After years of advocacy from those involved in Georgetown’s Disability Studies Program, the university will now offer a disability studies major, according to an April 15 announcement. Students in the College of Arts and Sciences can declare the major starting fall 2025.
English professor Libbie Rifkin founded the disability studies minor in 2017, and those involved in the program have been working to expand the offerings since.
“About two or three years ago, many students started saying, ‘Why can’t we have a major?’” pediatrics professor Toby Long, a faculty member of the Disability Studies Program since its inception, said. “So, we started looking into it and doing some investigation of other universities that have a major—and there’s not very many of them.”
After several years of work, Georgetown will become the second top 25 university to offer a major program dedicated to disability studies this fall.
“There are very few non-professional liberal arts, interdisciplinary disability studies majors like the one that we now have at Georgetown,” professor Quill Kukla, director of the Disability Studies Program from 2022 to 2024, said. “We felt like we had the opportunity to do something very cutting edge.”
According to Kukla, the minor’s success inspired the major, and both will serve as integral parts of the program going forward.
“A lot of people want to attach the minor onto a pre-med program or a pre-law program or something like that, which doesn’t really give them room for a whole other major.
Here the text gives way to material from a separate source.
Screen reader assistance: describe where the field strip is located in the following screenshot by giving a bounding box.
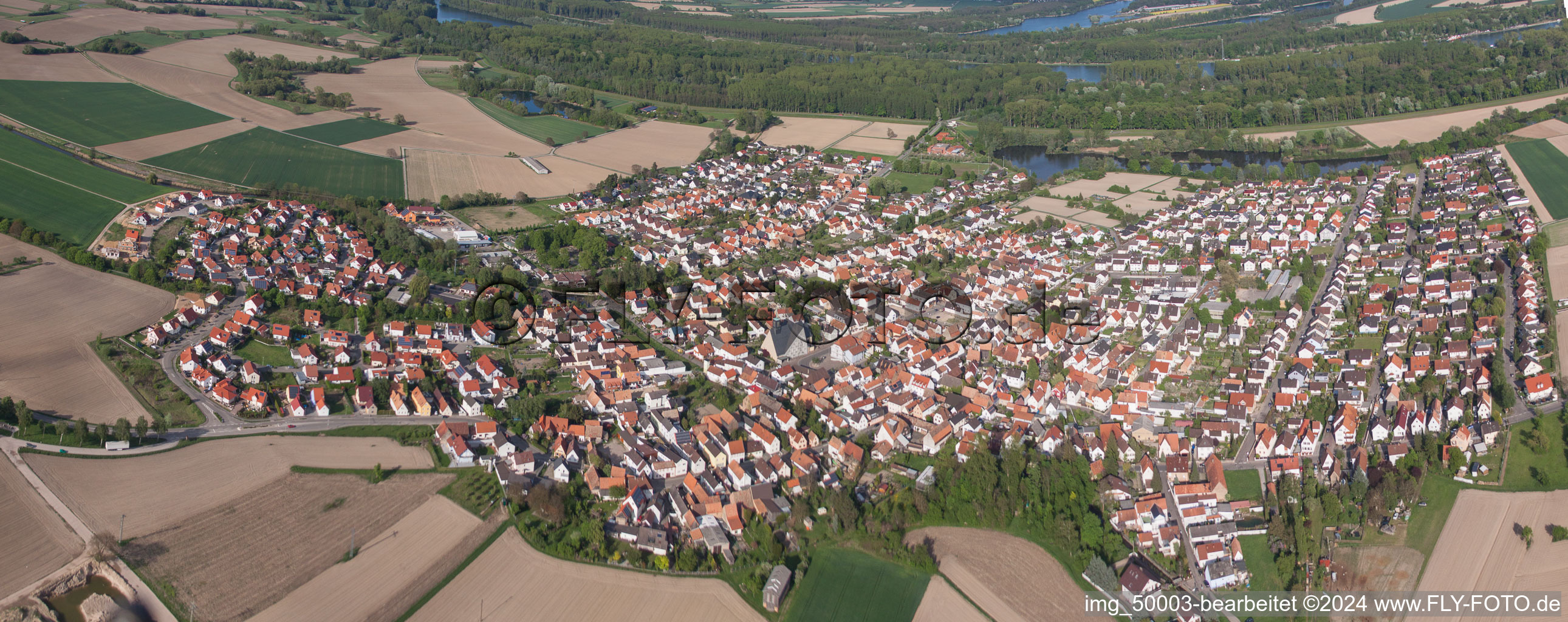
[0,159,130,205]
[251,495,489,622]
So our minor is still extremely important,” they said. “But, for people who really are looking for a career in or near disability studies itself, or something that has to do directly with disability, the major is going to be a really good option.”
The disability studies major is designed for students pursuing a variety of career paths including academia, health policy, occupational therapy, social work, and health and disability law.
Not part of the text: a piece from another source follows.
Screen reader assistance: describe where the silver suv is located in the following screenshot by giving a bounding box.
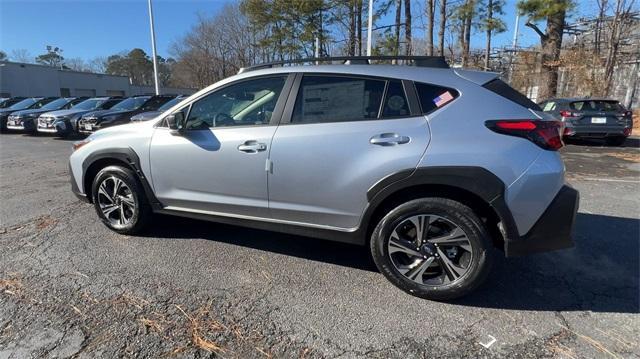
[70,57,578,300]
Long said that the expansion of the program into a major will open up space for students to do more in-depth study and scholarship around disability, as well as provide further opportunities for internships and research with faculty.
“There are many faculty throughout the campus that work in areas related to disability, that would be fabulous opportunities for the undergraduates to work with and explore issues—some issues that may not, at first blush, be affected by or affect people with disabilities,” Long said.
Students and faculty recognize that disability intersects with other fields of study and aspects of life, such as law, culture, medicine, art, and more. For this reason, it’s critical that the program is robust, according to Paige Benish (SFS ’28), who is considering a disability studies minor.
“Disability is such a facet of human life, and it’s so misunderstood and stigmatized by society,” Benish said. “It’s really exciting that some people are going to use their undergraduate time to become experts in that and hopefully influence the world for the better based on the perspectives they get.”
Professors are also excited to see the program expand after years of advocacy from faculty and students, according to Theodora Danlevich, an English professor who teaches disability studies classes.
“I think disability studies is a very valuable perspective that informs virtually all struggles towards justice, because the orientation towards disabled experiences helps us to really hone in on fundamental ways in which structures and systems need to be reassessed and reimagined,” she said.
The disability studies major fits well with Georgetown’s values, such as cura personalis, Kukla said.
“A major that really emphasized thinking about how people have diverse bodies and minds and perspectives and are enmeshed in networks of care and vulnerability and dependency and strength and so forth, was just a really good fit with what Georgetown claims to value,” they said.
Long echoed Kukla’s sentiment.
“It’s a perfect place to have an academic unit that investigates disability, not as an impairment, but as a component of the life course,” Long said.
Benish is excited for the new major, but emphasized the importance of the Disability Studies Program remaining centered around the leadership and experiences of disabled people. According to Kukla, many, but not all, of the current faculty have disabilities.
“I see a potential scenario where we have the disability studies major in place, but we lose leadership of disabled people, and then it becomes, ‘Oh, we’re studying about disabled people,’” they said.
Benish added that disabled experiences are not a monolith and hopes that the program is careful not to teach it that way, especially when non-disabled professors teaching courses about the disability.
“In general, disability is such a dynamic, versatile thing that different people go through wildly different stuff, and so, even as someone who’s been disabled my almost entire life, I don’t experience everything. I don’t have the authority to talk about everything,” they said.
Despite this caution, Benish emphasized that they are still excited about how the growth of the program could allow others to better understand the perspectives of disabled people.
Kukla believes that disability studies’ growth into a major will bring it deserved attention in the academic world, which is especially important for a subject focusing on diversity that exists on campus.
“A lot of our faculty—not all, but a lot of our faculty—are disabled and a lot of our students are disabled,” they said. “It’s a place where disabled community members are fully contributing to the intellectual life of the university, which I think is really exciting.”
Editor’s note: Paige Benish is a contributor to the Voice.